Tabii paramız varsa.
Yoksa yamalı pantolon modeli kullanıyoruz.
Gece yattığımız zaman, ya elektronik eşyaların yaydığı titreşimleri, sesleri duyuyoruz, ya da buna benzer gürültüler.
Mesela ben hidroforun üzerinde uyuyorum.
Yani üst katında, doğal olarak su seviyesi düştüğünde, hidrofor büyük bir gürültü ile gümbürdüyor.
Oysa doğal yaşamın içinde olsaydık, bunu bir ütopya olarak düşünüyorum;
diyelim ki; çok yakınında ev olmayan bahçeli bir evde yaşasak, bahçesinde küçük bir kuyusu olsa, o su, dağlardan kopup gelen buzlu sulardan olsa ve içine sadece çiçek kokuları karışsa. Duyduğumuz tek su gürültüsü, kovanın kuyudan yukarı çıkarken , çıkarttığı gıcırtı olsa.

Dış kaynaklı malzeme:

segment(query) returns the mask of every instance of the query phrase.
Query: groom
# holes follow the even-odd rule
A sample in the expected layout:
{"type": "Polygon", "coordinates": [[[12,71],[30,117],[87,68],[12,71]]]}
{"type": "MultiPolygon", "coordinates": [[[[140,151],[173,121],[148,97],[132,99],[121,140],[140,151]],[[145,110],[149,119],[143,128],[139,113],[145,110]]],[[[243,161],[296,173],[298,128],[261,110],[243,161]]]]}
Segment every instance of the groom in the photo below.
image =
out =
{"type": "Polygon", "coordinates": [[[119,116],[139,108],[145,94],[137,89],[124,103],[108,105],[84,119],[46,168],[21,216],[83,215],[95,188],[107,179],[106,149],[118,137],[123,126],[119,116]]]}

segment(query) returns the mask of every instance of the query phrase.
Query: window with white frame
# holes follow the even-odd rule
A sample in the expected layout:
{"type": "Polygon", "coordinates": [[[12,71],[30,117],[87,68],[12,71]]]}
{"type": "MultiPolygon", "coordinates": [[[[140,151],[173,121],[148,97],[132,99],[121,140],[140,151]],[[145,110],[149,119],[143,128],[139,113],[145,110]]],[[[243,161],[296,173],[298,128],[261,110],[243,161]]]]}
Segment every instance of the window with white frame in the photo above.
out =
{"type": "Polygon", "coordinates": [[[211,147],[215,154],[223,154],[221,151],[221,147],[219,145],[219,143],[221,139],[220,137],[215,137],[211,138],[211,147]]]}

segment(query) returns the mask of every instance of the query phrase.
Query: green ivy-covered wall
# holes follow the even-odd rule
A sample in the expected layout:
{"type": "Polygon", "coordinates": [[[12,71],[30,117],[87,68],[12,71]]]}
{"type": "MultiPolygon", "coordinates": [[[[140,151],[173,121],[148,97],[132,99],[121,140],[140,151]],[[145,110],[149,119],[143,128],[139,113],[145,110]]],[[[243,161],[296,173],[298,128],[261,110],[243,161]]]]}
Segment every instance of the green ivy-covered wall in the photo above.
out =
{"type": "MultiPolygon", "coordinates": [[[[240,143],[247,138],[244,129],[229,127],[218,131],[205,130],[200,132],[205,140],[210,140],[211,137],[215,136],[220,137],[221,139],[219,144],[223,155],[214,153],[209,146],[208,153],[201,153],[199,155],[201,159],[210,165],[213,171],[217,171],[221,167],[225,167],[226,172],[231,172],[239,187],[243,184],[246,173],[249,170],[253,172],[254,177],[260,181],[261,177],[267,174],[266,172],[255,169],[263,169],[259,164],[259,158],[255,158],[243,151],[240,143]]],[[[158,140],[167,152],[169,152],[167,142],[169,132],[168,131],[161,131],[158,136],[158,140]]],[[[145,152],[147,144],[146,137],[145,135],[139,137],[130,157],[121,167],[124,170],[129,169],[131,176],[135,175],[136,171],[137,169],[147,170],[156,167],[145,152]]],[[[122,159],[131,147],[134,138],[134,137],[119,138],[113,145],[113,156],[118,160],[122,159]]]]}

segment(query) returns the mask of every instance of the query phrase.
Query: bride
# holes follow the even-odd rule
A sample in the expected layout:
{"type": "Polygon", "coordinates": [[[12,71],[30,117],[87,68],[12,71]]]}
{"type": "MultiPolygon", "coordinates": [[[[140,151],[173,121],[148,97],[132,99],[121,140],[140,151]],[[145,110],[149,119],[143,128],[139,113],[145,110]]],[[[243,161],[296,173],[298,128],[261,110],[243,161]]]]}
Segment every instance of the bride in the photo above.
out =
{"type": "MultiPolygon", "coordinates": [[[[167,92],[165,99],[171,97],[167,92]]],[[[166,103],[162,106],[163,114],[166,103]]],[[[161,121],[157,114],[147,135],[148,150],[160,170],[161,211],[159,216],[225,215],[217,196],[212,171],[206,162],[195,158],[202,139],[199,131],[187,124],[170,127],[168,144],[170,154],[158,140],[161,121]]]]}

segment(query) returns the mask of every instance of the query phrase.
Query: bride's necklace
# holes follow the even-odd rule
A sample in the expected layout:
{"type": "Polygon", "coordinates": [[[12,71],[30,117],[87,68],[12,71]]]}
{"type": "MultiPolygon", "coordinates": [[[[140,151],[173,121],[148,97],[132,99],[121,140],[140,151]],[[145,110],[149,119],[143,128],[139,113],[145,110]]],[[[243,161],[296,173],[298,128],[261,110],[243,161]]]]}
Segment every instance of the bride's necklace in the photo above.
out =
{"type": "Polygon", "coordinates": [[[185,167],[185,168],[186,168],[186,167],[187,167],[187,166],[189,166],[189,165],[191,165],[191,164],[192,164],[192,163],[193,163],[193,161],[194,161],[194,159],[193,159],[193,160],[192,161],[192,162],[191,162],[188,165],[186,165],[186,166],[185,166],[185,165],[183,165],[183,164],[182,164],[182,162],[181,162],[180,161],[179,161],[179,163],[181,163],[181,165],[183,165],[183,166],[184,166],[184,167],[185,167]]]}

Biz onu, tahta bir kovayla yukarı çeksek, sonra tüm evin ihtiyacı, o tertemiz, billur gibi sudan olsa.
Yataklarımız , yastıklarımız kuş tüyünden , evde de hiç saat, bilgisayar, televizyon olmasa.
Sevdiklerimize mektup yazsak, kapıda onlardan gelecek mektupları beklesek.
Bahçemiz olsa, ve içine istediğimiz her şeyi eksek, kendi yiyeceğimizi onlarla hazırlasak. Tamamen ev yapımı…
Evimizde pişen taze ekmeğin kokusu, oda parfümünün yerini alsa, ekmek pişirsek, makarna, reçel hazırlasak, tavuklarımızın yumurtasını taze taze yesek.
Çocuklarımız ve kedilerimiz, köpekler ve kuzularımız beraber oynasa.
Gece olunca yıldızları seyretsek, gündüz güneşi selamlayıp, bahçede çalışsak, susayınca ağaçtan meyve koparıp, gölgede yesek.
Sadece sevdiğimiz insanlarla görüşsek, sadece sevdiğimiz işleri yapsak.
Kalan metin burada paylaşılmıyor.